The Israeli military has a history of ‘killing zones’, particularly in the southern part of the Gaza Strip, where several kilometers full of Palestinian homes were flattened by Israeli forces over the last three years to create a ‘buffer zone’ along the Gaza-Egypt border.
Thirteen-year old Iman al-Hams was one of hundreds of Palestinian victims of the "killing zone" — in June 2004, Iman was shot while cowering behind a stone in Rafah refugee camp. The soldier who shot her had positively identified her as a child before she was shot, and then was shot multiple times to ‘confirm the kill’, according to the Israeli military transcript of the incident. The commander who gave the order to kill said, "anything that moves in this zone, even if it’s a three year old, must be shot", and was later promoted and compensated $15,000 for the incident.
As many as 80,000 residents of southern Lebanon have been unable to evacuate, local sources reported, and many are seeking refuge in local hospitals and even in Palestinian refugee camps, trying to avoid the constant Israeli bombing, particularly now that the Israeli military has promised to kill "anything that moves".
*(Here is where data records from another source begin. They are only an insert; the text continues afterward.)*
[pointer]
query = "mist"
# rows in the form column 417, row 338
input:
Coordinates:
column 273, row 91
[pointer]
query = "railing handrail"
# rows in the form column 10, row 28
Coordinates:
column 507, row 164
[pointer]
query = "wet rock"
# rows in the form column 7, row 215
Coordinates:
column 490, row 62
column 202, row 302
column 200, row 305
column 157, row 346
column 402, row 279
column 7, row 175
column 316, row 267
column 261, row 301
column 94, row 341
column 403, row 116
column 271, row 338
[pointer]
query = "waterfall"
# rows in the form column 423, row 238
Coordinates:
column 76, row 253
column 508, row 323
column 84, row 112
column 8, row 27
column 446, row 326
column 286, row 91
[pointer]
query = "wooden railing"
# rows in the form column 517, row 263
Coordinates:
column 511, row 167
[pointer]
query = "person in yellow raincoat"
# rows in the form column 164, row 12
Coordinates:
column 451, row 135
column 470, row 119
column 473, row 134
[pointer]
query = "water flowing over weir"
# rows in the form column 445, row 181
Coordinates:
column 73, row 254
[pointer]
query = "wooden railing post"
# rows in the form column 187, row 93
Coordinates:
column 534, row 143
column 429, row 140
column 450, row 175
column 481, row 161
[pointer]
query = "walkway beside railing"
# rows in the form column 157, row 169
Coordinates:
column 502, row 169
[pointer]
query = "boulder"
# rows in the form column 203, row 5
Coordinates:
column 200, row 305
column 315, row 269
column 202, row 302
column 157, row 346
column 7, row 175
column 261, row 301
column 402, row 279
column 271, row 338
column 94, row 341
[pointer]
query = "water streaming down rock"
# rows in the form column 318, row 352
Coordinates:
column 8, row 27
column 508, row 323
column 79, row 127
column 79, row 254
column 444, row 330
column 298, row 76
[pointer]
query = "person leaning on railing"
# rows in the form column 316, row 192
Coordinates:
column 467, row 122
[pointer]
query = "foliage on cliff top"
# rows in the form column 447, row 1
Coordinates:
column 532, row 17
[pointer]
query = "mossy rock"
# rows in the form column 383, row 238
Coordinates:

"The most difficult thing to think about is that our children could be killed. So many children have been killed already. But we are too afraid to leave", said a local woman living in Tyre, in southern Lebanon, on Tuesday.
Nearly 400 Lebanese people have been killed by Israeli attacks over the last 14 days, 90% of them civilians, over 130 of them children, according to the Lebanese government. In the same time period, 17 Israeli civilians have been killed by Hezbollah rockets into Israel, three of them children.